On s'habitue à l'horreur
rideau
execution de louis XVI
La population allait, malgré tout, être vivement impressionnée par le procès et par la mise à mort du roi. Non que les débats de la Convention, ni surtout l'interminable séance de soixante-douze heures, où chaque député vint apporter son vote à la tribune, se soient déroulés dans l'atmosphère lourde te angoissée qu'on pourrait croire.
Bien au contraire, suivant Mercier qui vit la scène mieux qu'un témoin puisqu'il faisait partie de l'Assemblée, « le fond de la salle était transformé en loges où des dame, dans le plus charmant négligé, mangeaient des glaces, des oranges, buvaient des liqueurs. On allait les saluer, on en revenait. Les huissiers faisaient le rôle des ouvreuses de loges à l'Opéra. On les voyait à chaque instant ouvrir les portes des tribunes de réserve et y conduire galamment les maîtresses du duc d'Orléans, caparaçonnées de rubans tricolores.
Quoique l'on eût défendu tout signe d'approbation ou de désapprobation, néanmoins, du côté de la Montagne, l'amazone des bandes jacobines faisait de longs ha ! ha ! quand elle n'entendait pas résonner le mot de mort. Les hautes tribunes, destinées au peuple, ne désemplissaient pas d'étrangers et de gens de tout état. On y buvait du vin et de l'eau-de-vie, comme en pleine tabagie. Les paris étaient ouverts dans tous les cafés voisins. »
Il fallut que la tête royale fût tombée pour que la capitale comprît vraiment la gravité de l'acte qui venait de s'accomplir. Ce jour-là, « chacun marchait lentement en osant à peine se regarder », dira plus tard un assistant et les Révolutions de Paris, peu suspectes de tendresse pour Louis XVI, seront forcées d'avouer que « les femmes furent en général assez tristes » et que la ville prit un air morne.
l'horreur sous la terreur
De la Grande Chambre du Palais transformé en Tribunal révolutionnaire, partent ces listes de condamnations qui envoient chaque jour à la mort quarante ou soixante victimes. Dans les quarante-neuf derniers jours, plus de quinze cents têtes « tomberont comme des ardoises », pour reprendre l'ingénieuse métaphore de Fouquier-Tinville. Quelle réaction aura Paris devant ces hécatombes quotidiennes?
Un certain étonnement d'abord et de l'indifférence bientôt. A force de voir passer dans la rue Saint-Honoré des charrettes qui s'en vont à la ci-devant place Louis-XV et d'autres, dans la rue Saint-Antoine, qui roulent vers la place du Trône renversé, il s'habitue si bien au spectacle qu'il finit par le trouver normal et n'y attache pas plus d'importance qu'à un fait divers ordinaire : un imprudent qui se noie ou un cheval qui s'emballe.

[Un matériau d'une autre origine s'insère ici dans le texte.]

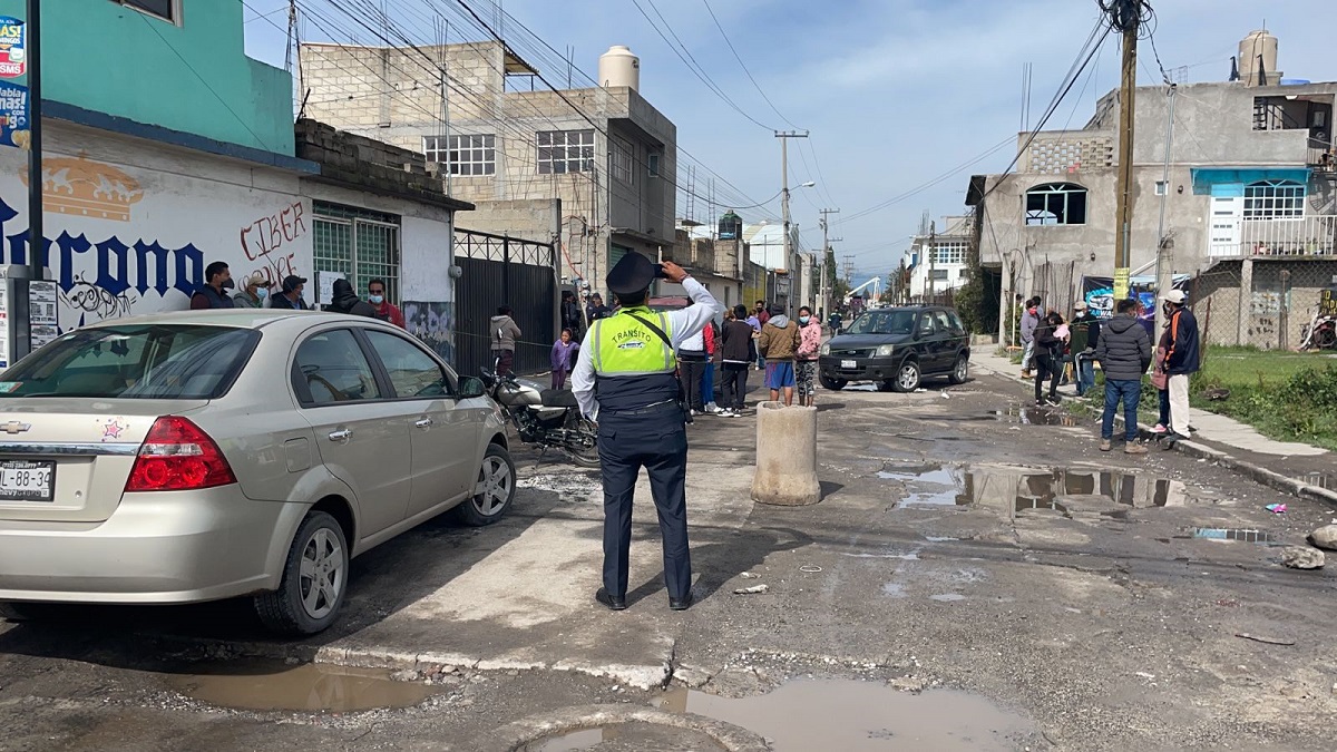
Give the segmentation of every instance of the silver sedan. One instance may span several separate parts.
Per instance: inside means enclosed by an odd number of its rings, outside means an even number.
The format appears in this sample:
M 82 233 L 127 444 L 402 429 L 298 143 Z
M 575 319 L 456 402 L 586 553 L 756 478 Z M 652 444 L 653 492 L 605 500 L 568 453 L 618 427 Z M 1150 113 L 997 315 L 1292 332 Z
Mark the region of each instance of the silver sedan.
M 370 318 L 120 318 L 0 373 L 11 617 L 253 595 L 269 628 L 310 634 L 352 557 L 445 511 L 488 525 L 513 498 L 483 384 Z

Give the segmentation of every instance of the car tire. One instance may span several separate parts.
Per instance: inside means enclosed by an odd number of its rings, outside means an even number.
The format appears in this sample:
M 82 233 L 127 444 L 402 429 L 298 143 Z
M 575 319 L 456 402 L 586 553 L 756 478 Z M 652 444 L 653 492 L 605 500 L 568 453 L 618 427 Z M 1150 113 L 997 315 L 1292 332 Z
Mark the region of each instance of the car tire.
M 821 381 L 824 389 L 830 389 L 833 392 L 838 392 L 849 384 L 849 381 L 844 379 L 832 379 L 829 376 L 818 376 L 817 380 Z
M 913 392 L 919 388 L 921 380 L 923 373 L 920 372 L 919 361 L 905 359 L 901 361 L 900 368 L 896 369 L 896 379 L 892 380 L 892 388 L 897 392 Z
M 479 467 L 475 494 L 451 510 L 460 525 L 484 527 L 505 516 L 515 500 L 515 463 L 497 444 L 488 444 Z
M 952 384 L 964 384 L 971 377 L 971 356 L 964 352 L 956 356 L 956 364 L 952 365 L 952 372 L 947 375 L 947 380 Z
M 255 613 L 266 629 L 279 634 L 322 632 L 338 618 L 348 575 L 344 529 L 329 514 L 310 511 L 293 537 L 278 590 L 257 595 Z

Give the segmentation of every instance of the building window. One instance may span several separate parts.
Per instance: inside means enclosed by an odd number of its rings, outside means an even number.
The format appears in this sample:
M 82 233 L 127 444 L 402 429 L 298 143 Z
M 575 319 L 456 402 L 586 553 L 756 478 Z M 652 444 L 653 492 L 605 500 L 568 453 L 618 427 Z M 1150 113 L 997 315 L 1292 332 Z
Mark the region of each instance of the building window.
M 539 131 L 539 174 L 594 171 L 594 130 Z
M 1027 225 L 1086 225 L 1086 189 L 1044 183 L 1025 191 Z
M 492 134 L 424 136 L 422 154 L 428 162 L 449 165 L 452 175 L 493 175 L 497 171 L 497 139 Z
M 385 280 L 385 297 L 400 302 L 400 218 L 324 201 L 312 209 L 316 272 L 344 274 L 360 296 L 372 280 Z
M 134 8 L 135 11 L 158 16 L 159 19 L 180 24 L 180 0 L 111 0 L 118 5 Z
M 1245 219 L 1305 215 L 1305 186 L 1292 181 L 1259 181 L 1245 186 Z
M 960 241 L 937 244 L 933 264 L 965 264 L 965 244 Z
M 634 154 L 635 147 L 630 142 L 618 136 L 612 138 L 612 177 L 627 185 L 634 182 L 632 175 L 635 173 L 631 169 Z

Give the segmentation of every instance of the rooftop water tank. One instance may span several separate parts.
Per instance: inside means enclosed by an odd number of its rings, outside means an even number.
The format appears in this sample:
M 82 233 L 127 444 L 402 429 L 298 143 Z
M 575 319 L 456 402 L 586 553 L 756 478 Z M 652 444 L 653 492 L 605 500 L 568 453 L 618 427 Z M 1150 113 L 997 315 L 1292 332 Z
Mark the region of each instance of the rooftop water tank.
M 640 58 L 636 58 L 626 44 L 614 44 L 599 55 L 599 86 L 618 86 L 640 90 Z
M 1239 40 L 1239 78 L 1245 86 L 1277 86 L 1277 37 L 1267 29 L 1251 32 Z

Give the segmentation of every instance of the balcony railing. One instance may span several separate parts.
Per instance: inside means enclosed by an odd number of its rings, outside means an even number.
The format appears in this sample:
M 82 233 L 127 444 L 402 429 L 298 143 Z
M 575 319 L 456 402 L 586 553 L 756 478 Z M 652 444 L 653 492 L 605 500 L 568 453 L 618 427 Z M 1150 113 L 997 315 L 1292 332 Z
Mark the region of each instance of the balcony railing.
M 1337 173 L 1337 151 L 1333 150 L 1333 142 L 1309 139 L 1309 157 L 1305 162 L 1320 173 Z
M 1213 226 L 1213 258 L 1245 256 L 1337 256 L 1337 215 L 1238 219 L 1234 231 Z M 1238 240 L 1222 240 L 1227 236 Z

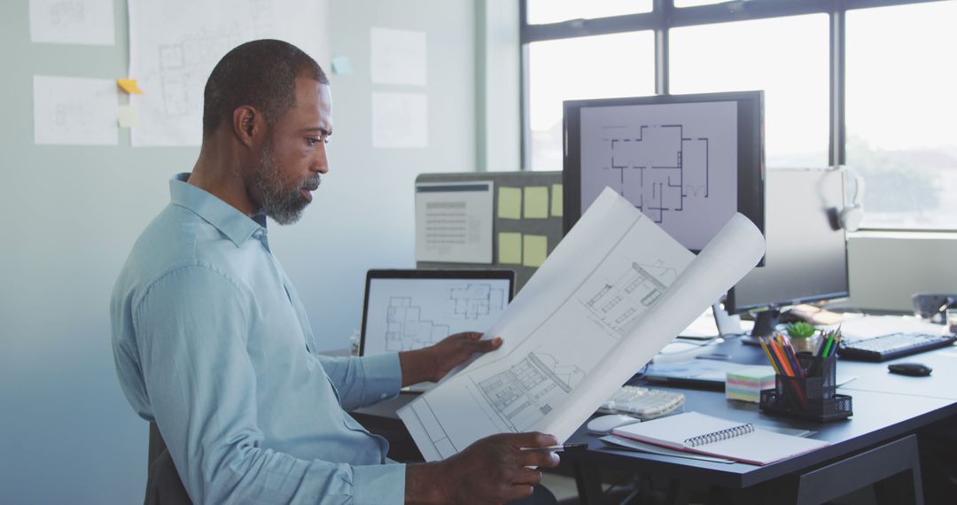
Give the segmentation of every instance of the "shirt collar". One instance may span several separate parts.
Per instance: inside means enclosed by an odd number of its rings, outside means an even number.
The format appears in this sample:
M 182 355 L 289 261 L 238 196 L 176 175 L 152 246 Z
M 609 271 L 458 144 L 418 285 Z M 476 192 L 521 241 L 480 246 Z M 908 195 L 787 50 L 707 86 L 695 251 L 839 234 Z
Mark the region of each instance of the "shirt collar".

Pour agir sur les nerfs de la foule, il faut que les exécutions s'accompagnent de circonstances mélodramatiques : le général Custine pleurant dans sa moustache grise et sa belle-fille se tordant les mains ; la Du Barry hurlant de peur; Camille Desmoulins secouant ses liens; Danton enflant sa voix de tonnerre; ou, le dernier jour, Robespierre ne pouvant retenir un cri de bête, quand le valet du bourreau arrache le pansement de sa mâchoire fracassée.
Voilà de quoi remuer un public que la seule vue du sang n'effraie plus. Mais, à côté de ces belles séances, combien de fournées monotones qu'on regarde d'un oeil distrait ! On s'est habitué à l'horrible. Après tant de représentations, la guillotine ne fait plus recette.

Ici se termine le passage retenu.